第72話 花火前に怖い思いをするのですが?

 翔馬くんの帰りを今か今かと待ち続ける。この、ロマンチックな場所でなら私も勇気を出せるかも知れない。花火が打ち上がったら、翔馬くんに好きって伝えるんだ。

 どんな言葉ならいいだろう? 素直に大好きですと伝えるべきか、少し遠回しに表現するか、ちょ、ちょ、ちょっと恥ずかしいけど体を使って想いを伝えるか。うーん……迷います。

 夜空を見上げて言葉選びに悩んでいると、後ろから足音が聞こえました。もう、翔馬くんが戻ってきたようです。


「あ、お帰り翔馬くん。早かった……」


 でも、後ろにいたのは翔馬くんではありません。


「……え?」

「――翔馬くん、ねぇ。翔くんと一緒にこんなところでどうするつもりだったの?」


 青山さん……。なんでここに? 皆と一緒に花火会場に行ったはずじゃ……!?


「私がここにいることが不思議。そう、思ってる?」

「ッ!」

「教えてあげようか? どうしてここが分かったか」


 青山さんがゆっくりとベンチに向かって歩いていきます。そして、翔馬くんが忘れていった鞄を持ち上げると、中から小さな機械を二つ取り出しました。
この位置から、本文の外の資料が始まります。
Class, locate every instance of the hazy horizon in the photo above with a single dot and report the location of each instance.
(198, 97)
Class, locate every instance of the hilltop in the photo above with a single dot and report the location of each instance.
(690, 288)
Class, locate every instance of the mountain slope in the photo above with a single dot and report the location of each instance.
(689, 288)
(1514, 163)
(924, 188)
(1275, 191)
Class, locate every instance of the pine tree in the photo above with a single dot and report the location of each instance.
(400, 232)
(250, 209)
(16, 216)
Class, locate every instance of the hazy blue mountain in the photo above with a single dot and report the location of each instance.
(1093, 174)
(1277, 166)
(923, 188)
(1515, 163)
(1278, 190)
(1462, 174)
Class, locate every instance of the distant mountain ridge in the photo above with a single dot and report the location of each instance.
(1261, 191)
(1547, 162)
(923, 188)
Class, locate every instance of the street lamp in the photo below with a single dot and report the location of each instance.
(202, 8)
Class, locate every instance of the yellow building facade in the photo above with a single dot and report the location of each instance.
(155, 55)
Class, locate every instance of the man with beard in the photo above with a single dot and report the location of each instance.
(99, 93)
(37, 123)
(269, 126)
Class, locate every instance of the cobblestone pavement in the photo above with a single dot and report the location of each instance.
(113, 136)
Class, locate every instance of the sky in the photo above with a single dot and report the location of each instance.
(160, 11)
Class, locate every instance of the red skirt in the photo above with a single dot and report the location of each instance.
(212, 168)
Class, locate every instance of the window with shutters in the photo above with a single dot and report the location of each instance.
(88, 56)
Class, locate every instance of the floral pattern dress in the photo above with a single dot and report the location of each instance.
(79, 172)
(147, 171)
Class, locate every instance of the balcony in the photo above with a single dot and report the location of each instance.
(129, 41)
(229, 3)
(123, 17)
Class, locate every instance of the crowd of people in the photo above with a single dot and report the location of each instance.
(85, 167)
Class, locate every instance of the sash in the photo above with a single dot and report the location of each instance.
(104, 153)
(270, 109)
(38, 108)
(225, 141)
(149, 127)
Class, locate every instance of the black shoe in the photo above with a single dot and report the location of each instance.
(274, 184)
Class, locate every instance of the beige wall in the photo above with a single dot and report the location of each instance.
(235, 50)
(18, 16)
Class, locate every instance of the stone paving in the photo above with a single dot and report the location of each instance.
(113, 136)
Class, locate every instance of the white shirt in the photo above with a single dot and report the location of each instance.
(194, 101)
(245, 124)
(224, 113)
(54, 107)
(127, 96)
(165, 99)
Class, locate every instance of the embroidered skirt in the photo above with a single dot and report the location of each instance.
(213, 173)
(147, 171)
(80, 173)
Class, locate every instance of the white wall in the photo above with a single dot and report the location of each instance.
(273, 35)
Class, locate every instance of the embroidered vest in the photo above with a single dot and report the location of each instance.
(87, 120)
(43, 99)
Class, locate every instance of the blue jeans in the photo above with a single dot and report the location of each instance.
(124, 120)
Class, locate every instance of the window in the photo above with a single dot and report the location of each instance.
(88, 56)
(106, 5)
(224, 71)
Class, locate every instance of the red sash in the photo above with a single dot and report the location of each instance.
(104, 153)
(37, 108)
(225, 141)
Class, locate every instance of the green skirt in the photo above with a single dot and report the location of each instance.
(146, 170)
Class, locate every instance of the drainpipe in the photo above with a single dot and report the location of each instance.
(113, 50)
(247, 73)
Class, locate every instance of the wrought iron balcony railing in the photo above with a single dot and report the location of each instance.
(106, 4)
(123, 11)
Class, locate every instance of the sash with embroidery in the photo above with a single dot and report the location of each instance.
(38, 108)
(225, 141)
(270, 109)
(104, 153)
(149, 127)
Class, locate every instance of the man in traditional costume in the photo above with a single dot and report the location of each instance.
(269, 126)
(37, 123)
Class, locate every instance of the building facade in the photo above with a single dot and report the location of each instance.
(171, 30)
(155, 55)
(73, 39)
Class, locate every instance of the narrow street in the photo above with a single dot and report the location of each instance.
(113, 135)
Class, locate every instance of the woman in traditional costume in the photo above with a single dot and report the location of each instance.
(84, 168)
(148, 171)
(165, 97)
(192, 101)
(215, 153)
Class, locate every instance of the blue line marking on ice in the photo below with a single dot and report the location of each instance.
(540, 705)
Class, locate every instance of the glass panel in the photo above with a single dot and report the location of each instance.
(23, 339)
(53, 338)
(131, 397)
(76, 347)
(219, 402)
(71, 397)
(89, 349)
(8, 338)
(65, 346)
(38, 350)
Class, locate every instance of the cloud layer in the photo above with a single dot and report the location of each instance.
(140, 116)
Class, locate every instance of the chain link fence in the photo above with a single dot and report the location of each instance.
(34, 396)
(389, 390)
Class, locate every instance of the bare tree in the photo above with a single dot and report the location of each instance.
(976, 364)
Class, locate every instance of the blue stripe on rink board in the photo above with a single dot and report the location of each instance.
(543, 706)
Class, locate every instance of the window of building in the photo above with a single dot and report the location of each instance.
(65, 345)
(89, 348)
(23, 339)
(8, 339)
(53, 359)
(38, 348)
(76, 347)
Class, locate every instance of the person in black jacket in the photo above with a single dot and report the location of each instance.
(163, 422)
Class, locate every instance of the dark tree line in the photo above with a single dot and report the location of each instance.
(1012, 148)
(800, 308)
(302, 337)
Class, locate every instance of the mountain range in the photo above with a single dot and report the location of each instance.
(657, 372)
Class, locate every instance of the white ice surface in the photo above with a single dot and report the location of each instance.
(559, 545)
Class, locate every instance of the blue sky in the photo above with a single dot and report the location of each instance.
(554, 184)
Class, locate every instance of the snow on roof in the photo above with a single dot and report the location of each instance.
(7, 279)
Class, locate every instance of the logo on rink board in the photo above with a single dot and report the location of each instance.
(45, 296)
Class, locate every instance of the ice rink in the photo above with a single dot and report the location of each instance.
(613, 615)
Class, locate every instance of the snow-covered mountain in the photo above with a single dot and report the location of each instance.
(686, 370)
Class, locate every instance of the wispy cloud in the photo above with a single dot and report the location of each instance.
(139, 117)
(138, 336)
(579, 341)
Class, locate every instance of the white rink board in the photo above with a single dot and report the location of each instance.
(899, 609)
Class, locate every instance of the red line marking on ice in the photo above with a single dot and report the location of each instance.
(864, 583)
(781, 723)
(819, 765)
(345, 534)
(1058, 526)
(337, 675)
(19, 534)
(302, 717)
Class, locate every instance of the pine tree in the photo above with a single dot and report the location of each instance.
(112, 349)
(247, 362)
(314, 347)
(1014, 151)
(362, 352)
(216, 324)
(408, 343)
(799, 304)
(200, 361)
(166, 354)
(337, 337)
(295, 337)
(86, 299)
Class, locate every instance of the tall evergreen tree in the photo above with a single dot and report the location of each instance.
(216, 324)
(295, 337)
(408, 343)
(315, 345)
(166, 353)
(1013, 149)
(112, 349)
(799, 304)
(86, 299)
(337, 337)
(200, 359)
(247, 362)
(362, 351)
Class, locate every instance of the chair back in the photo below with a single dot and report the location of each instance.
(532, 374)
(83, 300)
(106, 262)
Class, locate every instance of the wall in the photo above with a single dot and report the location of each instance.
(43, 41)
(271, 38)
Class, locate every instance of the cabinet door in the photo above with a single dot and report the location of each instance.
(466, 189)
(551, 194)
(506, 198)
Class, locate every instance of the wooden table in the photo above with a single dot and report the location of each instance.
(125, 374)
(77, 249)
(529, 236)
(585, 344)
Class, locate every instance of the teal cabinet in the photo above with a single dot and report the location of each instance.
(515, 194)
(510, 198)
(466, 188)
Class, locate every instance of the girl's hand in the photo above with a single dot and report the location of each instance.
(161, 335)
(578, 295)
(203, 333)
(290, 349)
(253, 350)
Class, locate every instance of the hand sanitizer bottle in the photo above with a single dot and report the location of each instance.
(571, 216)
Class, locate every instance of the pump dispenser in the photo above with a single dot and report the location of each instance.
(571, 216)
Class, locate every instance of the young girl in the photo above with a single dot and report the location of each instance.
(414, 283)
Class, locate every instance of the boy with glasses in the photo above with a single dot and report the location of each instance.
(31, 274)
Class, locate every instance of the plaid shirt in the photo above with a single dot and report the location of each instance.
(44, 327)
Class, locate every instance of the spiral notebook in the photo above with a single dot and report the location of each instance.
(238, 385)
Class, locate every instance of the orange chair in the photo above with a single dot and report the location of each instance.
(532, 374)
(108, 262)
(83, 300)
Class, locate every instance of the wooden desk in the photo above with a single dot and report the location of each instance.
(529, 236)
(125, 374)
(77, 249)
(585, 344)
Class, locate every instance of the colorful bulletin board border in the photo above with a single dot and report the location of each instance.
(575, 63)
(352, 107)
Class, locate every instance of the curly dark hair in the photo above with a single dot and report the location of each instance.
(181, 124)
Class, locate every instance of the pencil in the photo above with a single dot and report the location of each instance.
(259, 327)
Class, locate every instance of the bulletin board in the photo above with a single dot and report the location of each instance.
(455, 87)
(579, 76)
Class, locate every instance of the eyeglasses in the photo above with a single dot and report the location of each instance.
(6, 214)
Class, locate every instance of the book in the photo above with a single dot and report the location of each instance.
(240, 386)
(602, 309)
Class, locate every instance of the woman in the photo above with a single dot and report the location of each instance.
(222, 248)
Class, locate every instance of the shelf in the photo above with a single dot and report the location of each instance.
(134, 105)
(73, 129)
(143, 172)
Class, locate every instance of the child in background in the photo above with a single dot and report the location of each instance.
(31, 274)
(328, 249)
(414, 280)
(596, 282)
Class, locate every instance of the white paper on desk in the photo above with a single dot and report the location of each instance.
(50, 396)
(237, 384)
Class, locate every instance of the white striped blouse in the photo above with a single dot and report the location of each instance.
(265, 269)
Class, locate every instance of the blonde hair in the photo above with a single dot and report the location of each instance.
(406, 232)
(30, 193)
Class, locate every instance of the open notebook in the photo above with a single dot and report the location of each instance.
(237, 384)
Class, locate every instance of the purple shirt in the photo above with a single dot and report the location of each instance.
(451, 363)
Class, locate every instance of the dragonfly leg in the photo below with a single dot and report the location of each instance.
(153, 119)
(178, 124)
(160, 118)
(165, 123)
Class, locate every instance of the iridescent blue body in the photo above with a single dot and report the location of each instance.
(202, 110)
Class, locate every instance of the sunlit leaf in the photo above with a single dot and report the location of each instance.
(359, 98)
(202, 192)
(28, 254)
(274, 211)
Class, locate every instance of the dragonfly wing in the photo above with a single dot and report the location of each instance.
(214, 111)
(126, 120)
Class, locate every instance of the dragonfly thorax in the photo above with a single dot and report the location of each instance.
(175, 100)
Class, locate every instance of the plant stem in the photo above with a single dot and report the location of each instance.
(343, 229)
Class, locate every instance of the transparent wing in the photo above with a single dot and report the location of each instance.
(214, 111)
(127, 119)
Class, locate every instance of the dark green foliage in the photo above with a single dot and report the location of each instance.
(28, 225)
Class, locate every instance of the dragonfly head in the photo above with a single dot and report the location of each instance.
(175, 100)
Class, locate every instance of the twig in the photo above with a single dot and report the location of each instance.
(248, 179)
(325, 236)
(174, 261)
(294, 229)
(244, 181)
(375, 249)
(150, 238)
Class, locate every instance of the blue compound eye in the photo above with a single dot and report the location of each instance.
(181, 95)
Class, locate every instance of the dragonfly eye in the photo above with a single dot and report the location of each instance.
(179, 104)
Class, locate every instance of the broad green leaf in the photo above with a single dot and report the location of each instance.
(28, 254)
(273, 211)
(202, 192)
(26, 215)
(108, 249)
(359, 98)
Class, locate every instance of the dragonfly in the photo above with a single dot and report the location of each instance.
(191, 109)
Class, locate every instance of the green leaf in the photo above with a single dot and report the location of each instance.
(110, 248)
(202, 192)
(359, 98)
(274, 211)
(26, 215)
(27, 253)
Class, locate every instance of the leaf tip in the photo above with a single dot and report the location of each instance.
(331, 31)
赤い光が規則的に点滅しているそれが何なのか、おおよその予想が付きました。


「まさか……」

「そう。GPSと盗聴器。翔くんに悪い虫が付いちゃうと大変だから、これで常に警戒していたの」


 元のように鞄に二つを戻していく。でも、そんなもの普通用意する? 幼なじみに付けるものじゃないよね……?


「そしたら、翔くんとあんたの会話が筒抜け。翔くんが何考えているかもよく分かったし、私、よくここまで我慢したと思うわ」

「それ、どういう……?」

「察しが悪いのか認めたくないだけなのか。いいよ、教えてあげる」


 青山さんの動きが変わりました。素早く私の懐に潜り込んで腕で首が圧迫されます。自由にしていた片腕に握られているのは、以前私を脅したときに使ったあのナイフ。

 ……でも、あの時と今とでは違う。ナイフには付いていてはいけないものが付いているから。


「赤い液体……!? まさか……!」

「うん。血だよ。邪魔な害虫をもう二匹も始末したから。あぁ、殺してはないけどね」


 いや、そういう問題じゃ……。


「だから、この際ちょうどいいからあんたもね。二度と翔くんに近付かないようにしっかり教えてあげないと……」

「どうして……?」

「え?」

「どうして、そこまで焦ってるの? なんでそんなに焦るの?」


 青山さんのこの感じ……多分、その正体は焦りだと思う。でも、青山さんが何にそんな焦ることがあるのか分からない。

 図星だったのか、明らかに様子が変わった。首を圧迫する力が強くなる。


「うるさい! あんたに何が分かるの! このままだと、翔くんがいなくなる……。私の側からいなくなっちゃう……」

「いなくなる? 翔馬くんはどこにもいかないよ!」

「違う。翔くんが誰かと付き合ったら私のことなんて構ってくれなくなる。そんなの耐えられない。愛する人を守るためなら自分の手を汚す覚悟も必要……。そう教えてもらったもん!」

「誰に……!? 好きな人と一緒にいたいなら、自分の想いをちゃんと言わないと! それで勝ち取れば……!」

「……黙って聞いていたら調子に乗って……。気が変わった。あんただけは殺す。翔くんの前にも、私の前にも二度と顔を見せなくなるように」


 青山さんがナイフを逆手に持ち替えた。切っ先が赤く光っているのがとても恐ろしい……。殺意というか、冷たい感情を感じられる。

 ダメ。今の青山さんは冷静じゃない。こんな状態なのに説得なんて試みるんじゃなかった。まだ、死にたくない!

 まだ、翔馬くんに好きって伝えきれてない……!


「じゃあね。さよなら」

「いや……助けて、翔馬くん……!」


 目の前に迫る刃を見ながら、そっと目を閉じる。








 ――でも、いつまで経っても痛みはありません。恐る恐る目を開けると、ナイフの先端が私の眼前で止まっていました。そして――、


「――彩乃。お前、何してるんだ!」


 私が好きな人が、助けてくれる光景が見えました。